Sunday, February 28, 2010

Archeology: A place in Turkey called Eden from 12000 to 1300 years ago

A fascinating archeological site, built by nomads, then buried. Why? and why?

Three articles on this amazing place with some great photographs.

Predating Stonehenge by 6,000 years, Turkey's stunning Gobekli Tepe upends the conventional view of the rise of civilization

The World's First Temple: Turkey's 12,000-year-old stone circles were the spiritual center of a nomadic people

The oldest man-made place of worship yet discovered, Göbekli Tepe is "one of the most important monuments in the world," says Hassan Karabulut, associate curator of the nearby Urfa Museum. He and archaeologist Zerrin Ekdogan of the Turkish Ministry of Culture guide me around the site. Their enthusiasm for the ancient temple is palpable.

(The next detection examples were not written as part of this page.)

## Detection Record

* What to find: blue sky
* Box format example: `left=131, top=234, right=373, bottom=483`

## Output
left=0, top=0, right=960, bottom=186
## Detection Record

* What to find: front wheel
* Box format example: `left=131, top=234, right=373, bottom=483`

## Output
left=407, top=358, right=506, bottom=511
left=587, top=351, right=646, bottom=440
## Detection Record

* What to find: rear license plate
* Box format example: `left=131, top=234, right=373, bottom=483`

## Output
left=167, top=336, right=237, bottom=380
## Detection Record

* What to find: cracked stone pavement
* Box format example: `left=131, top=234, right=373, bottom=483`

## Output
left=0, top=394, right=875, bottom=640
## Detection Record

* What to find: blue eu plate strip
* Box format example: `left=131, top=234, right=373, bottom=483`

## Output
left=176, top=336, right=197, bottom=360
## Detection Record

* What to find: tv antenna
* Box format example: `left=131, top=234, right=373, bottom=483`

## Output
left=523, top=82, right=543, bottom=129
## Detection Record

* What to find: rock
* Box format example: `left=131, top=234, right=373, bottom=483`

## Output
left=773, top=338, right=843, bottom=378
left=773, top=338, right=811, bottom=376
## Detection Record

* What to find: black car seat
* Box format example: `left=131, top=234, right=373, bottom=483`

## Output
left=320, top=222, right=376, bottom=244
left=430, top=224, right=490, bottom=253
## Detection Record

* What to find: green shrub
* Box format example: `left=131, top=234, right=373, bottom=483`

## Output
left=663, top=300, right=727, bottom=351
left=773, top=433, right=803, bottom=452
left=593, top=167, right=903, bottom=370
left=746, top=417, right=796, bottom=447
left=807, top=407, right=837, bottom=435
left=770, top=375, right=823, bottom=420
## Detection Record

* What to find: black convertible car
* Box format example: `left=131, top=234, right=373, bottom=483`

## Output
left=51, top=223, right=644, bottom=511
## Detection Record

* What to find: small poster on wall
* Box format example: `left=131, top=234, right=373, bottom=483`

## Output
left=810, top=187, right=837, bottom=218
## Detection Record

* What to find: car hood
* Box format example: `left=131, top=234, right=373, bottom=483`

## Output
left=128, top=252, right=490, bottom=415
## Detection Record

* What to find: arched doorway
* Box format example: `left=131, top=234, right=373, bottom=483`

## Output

Do these mysterious stones mark the site of the Garden of Eden?

They certainly were important. The solitary Kurdish man, on that summer's day in 1994, had made the greatest archaeological discovery in 50 years. Others would say he'd made the greatest archaeological discovery ever: a site that has revolutionised the way we look at human history, the origin of religion - and perhaps even the truth behind the Garden of Eden.
Around 8,000 BC, the creators of Gobekli turned on their achievement and entombed their glorious temple under thousands of tons of earth, creating the artificial hills on which that Kurdish shepherd walked in 1994.
No one knows why Gobekli was buried. Maybe it was interred as a kind of penance: a sacrifice to the angry gods, who had cast the hunters out of paradise. Perhaps it was for shame at the violence and bloodshed that the stone-worship had helped provoke.